New transportation laws

After lawmakers raised the speed limit to 70 mph on downstate interstates in 2014, they decided to do the same in 2015 for Chicago-area interstates under the Illinois Tollway Authority's control.

Another bill, sponsored by state Sen. Mike Noland, D-Elgin, now prohibits police from taking a person's driver's license as bond after pulling them over for a minor traffic violation such as speeding.

Illinois was one of six states that allowed police to confiscate licenses for minor traffic violations, according to Illinois Senate Republicans.

Boating

Legislation sponsored by state Sen. Julie Morrison, D-Deerfield, requires boaters towing a person to display an orange flag. The bill was inspired by Morrison's nephew, Tony Borcia, a 10-year-old from Libertyville who died after a crash along the Chain O' Lakes in 2012.

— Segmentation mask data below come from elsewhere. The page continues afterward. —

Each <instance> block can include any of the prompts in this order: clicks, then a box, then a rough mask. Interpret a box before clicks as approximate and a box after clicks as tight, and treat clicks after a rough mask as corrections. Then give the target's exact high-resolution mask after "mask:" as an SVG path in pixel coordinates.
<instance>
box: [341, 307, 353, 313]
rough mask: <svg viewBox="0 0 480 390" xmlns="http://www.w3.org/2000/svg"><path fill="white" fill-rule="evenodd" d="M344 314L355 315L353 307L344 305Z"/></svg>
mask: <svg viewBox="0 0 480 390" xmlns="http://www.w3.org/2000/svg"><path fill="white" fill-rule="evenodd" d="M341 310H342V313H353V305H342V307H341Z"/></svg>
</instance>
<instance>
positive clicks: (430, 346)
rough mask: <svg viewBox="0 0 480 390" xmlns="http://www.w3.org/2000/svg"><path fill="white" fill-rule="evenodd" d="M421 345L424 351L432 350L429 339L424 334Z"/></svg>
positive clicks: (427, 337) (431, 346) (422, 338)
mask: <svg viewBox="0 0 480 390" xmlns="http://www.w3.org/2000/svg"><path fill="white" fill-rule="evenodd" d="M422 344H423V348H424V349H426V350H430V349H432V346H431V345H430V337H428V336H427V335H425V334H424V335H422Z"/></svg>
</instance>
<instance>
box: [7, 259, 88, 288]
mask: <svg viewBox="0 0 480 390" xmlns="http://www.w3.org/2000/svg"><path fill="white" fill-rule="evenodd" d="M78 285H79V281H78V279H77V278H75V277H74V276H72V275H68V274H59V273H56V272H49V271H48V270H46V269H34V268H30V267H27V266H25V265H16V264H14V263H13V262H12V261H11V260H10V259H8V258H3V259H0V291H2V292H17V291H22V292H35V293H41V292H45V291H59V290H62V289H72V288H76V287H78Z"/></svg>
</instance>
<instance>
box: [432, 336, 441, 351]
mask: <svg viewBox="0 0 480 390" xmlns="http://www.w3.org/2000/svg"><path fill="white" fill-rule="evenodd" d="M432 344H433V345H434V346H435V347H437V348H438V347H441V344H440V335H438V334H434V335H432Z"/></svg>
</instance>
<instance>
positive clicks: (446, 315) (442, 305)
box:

Borcia fell off an inner tube being pulled by a boat on Petite Lake and died after being struck by another boat. The flag is meant to alert nearby boaters that a person is being towed.

Another law sponsored by Morrison allows police to seize the crafts of intoxicated boaters in certain cases.

Children and health

Kids younger than 18 who suffer from seizures now can qualify for the state's medical marijuana pilot program with a parent's consent.

Another law requires retailers to sell e-cigarettes either behind the counter, in an age-restricted area or a sealed display case.

Lawmakers also expanded schools' jurisdiction with cyberbullying in 2015. Schools can discipline students who bully others through personal phones and computers, along with school-owned devices.

Sponsored by state Sen. Pam Althoff, R-McHenry, another measure allows parents to be charged with a crime if their child is caught drinking alcohol inside cars, private planes, motor homes, campers and boats.

It expands an existing law that made it illegal for parents to allow underage drinking at their home. The new law extends the prohibition to property owned by parents outside of their homes.

Animal protections

Black bears, cougars and gray wolves are now protected species in Illinois.

Although still rare, the wild animals in recent years have been spotted around the state, including a black bear seen last summer in a field between Marengo and Belvidere, near Interstate 90.

The new designation allows conservation officials to better protect the animals, as they make appearances in Illinois.